To be clear, those three examples are potentially three different people of differing levels of sophistication.
I think that this steelman is nevertheless at least somewhat wrong, but I think it also contains an important kernel of truth: that LLM progress so far has been marked by the illusion of greater depth than the actuality of it. When you first looked at the output of, say, GPT3, it was like, "Woah, holy shit!" But when you dug in and looked past the fluency of the results, you saw that it wasn't very smart. LLMs have, from the start, seemed deceptive. They hallucinate (which looks a LOT like "lying"). They give fluent, subtly wrong answers. They do in fact memorize the answers of at least some tests, and give the impression of understanding when they do not in fact have that understanding.
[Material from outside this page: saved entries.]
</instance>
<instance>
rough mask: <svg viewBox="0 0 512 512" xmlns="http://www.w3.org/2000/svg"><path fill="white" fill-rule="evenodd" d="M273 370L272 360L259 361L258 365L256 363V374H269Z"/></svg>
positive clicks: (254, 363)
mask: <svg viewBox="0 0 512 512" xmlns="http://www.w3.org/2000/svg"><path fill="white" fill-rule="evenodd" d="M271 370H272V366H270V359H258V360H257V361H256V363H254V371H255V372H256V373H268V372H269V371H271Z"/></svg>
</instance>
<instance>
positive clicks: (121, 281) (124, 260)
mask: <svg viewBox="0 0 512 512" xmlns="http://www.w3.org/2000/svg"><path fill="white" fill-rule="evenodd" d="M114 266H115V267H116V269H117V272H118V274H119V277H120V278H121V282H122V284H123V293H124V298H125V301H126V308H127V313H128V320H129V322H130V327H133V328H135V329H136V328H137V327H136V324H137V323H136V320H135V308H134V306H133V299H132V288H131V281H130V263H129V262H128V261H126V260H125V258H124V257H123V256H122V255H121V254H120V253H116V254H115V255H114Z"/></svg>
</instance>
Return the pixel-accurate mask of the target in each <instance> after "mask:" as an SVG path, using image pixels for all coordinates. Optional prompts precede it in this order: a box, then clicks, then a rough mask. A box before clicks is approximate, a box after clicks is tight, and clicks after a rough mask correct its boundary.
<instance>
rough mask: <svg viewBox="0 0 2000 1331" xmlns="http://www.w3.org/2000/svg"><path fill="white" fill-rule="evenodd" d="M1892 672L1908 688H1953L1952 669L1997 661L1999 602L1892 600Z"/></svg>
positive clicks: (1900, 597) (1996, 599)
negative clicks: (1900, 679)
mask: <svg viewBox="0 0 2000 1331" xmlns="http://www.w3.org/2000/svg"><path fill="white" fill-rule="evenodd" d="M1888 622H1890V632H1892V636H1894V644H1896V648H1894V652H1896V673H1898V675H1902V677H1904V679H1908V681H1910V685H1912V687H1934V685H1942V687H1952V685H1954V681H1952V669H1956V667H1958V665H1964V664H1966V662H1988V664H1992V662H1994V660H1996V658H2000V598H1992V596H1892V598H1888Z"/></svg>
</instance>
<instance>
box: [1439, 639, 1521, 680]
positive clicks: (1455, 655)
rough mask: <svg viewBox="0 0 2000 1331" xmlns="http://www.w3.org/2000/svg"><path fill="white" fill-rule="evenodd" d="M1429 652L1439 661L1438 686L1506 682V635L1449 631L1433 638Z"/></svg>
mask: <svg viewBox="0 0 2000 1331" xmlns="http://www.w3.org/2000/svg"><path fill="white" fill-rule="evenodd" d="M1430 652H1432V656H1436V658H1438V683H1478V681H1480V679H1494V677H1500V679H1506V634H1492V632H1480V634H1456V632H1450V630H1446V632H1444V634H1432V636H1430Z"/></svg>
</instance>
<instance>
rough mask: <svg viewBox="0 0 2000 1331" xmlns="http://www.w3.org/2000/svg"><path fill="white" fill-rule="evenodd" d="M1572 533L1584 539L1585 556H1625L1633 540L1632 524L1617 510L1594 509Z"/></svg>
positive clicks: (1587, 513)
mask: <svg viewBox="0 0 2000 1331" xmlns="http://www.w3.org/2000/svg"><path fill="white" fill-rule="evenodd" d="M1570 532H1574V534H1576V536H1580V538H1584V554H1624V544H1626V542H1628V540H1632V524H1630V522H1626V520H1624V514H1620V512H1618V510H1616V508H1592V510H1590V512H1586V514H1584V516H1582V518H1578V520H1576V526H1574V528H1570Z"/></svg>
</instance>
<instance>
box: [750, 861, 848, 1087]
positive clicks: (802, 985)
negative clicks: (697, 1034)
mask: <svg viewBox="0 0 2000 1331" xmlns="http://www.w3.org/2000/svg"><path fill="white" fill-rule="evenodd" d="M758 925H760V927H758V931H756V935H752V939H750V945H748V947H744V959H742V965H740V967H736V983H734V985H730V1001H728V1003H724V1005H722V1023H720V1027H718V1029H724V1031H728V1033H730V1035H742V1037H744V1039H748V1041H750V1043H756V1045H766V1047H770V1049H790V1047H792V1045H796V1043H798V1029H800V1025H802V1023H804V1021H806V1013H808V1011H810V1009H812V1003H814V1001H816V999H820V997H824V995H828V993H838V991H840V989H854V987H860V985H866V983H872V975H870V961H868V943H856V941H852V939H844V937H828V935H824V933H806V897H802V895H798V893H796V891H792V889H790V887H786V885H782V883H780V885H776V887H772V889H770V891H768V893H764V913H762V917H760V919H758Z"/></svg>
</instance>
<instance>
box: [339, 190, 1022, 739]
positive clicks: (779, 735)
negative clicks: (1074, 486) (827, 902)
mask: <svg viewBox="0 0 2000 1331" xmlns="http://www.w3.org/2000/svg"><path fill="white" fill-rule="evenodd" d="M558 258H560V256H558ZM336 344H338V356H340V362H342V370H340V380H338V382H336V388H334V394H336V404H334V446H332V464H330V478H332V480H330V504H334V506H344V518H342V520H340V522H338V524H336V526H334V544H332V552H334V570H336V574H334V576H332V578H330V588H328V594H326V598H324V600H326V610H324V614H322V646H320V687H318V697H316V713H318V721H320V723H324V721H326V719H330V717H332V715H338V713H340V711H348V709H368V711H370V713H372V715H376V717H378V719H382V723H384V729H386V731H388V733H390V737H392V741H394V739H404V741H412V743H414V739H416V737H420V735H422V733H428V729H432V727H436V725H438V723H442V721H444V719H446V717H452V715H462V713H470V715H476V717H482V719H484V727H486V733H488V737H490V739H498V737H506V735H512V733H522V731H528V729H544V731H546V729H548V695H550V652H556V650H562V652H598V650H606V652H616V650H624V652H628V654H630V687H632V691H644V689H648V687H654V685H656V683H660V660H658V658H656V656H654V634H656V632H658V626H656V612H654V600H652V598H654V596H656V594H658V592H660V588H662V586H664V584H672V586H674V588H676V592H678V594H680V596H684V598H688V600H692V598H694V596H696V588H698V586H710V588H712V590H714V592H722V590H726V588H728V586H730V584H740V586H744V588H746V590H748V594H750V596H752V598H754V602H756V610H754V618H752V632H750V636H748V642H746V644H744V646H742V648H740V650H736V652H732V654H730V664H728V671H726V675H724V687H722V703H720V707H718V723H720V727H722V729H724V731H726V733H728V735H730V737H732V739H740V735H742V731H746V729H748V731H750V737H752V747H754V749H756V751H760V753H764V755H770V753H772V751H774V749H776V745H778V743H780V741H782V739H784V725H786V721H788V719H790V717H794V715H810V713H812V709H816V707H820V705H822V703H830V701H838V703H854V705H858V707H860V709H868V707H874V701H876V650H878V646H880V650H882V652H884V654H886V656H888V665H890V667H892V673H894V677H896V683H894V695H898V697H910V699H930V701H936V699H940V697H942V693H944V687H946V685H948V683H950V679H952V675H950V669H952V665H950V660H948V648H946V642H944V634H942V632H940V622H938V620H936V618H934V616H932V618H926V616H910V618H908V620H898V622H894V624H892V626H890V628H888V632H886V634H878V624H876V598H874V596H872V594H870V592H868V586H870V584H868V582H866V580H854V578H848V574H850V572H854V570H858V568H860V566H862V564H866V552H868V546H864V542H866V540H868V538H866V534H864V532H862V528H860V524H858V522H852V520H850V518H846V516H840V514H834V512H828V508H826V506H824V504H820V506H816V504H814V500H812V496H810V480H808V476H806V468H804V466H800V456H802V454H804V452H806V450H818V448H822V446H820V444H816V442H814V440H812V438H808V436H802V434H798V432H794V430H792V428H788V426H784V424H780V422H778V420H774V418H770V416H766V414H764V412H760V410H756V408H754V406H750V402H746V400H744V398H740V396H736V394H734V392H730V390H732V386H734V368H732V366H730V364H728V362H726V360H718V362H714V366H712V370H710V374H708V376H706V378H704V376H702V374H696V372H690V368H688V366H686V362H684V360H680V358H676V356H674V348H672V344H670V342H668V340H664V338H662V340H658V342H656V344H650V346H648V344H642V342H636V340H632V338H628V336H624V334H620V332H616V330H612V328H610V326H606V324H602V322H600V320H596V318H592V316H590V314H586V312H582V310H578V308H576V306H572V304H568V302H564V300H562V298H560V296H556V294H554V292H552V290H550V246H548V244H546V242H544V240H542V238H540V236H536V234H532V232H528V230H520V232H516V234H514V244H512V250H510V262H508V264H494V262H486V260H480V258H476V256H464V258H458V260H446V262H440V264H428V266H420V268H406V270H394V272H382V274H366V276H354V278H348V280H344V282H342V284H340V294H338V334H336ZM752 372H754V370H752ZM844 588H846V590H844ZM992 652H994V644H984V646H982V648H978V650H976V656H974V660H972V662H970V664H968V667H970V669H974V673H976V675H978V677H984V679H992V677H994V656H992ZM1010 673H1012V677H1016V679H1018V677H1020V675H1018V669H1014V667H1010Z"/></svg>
I think that you, and probably most people reading this, would say, "Yes, there is an illusion of intelligence, but if you imagine the illusion of intelligence as a depth of water, and the actuality of intelligence as the seabed beneath the water, what has happened over time is that both the water-level and the underlying seabed level have raised -- that is, there continues to be a layer of illusory intelligence, but it is masking a greater and greater amount of real intelligence."
But it's easy for people to say, "the water level is rising, but the seabed is not. The illusion of intelligence gets harder to work through, but fundamentally the actuality of intelligence beneath it is not rising, or is rising very little."
Or, a related but somewhat more sophisticated argument might be that sure, in some cases there is a rising amount of real intelligence, but that real intelligence doesn't limit the utility of LLMs, reliability does, or lack-of-hallucination, or something, and that that isn't really rising.
my takeaway from the AI literacy study is that a little AI literacy makes people stupider.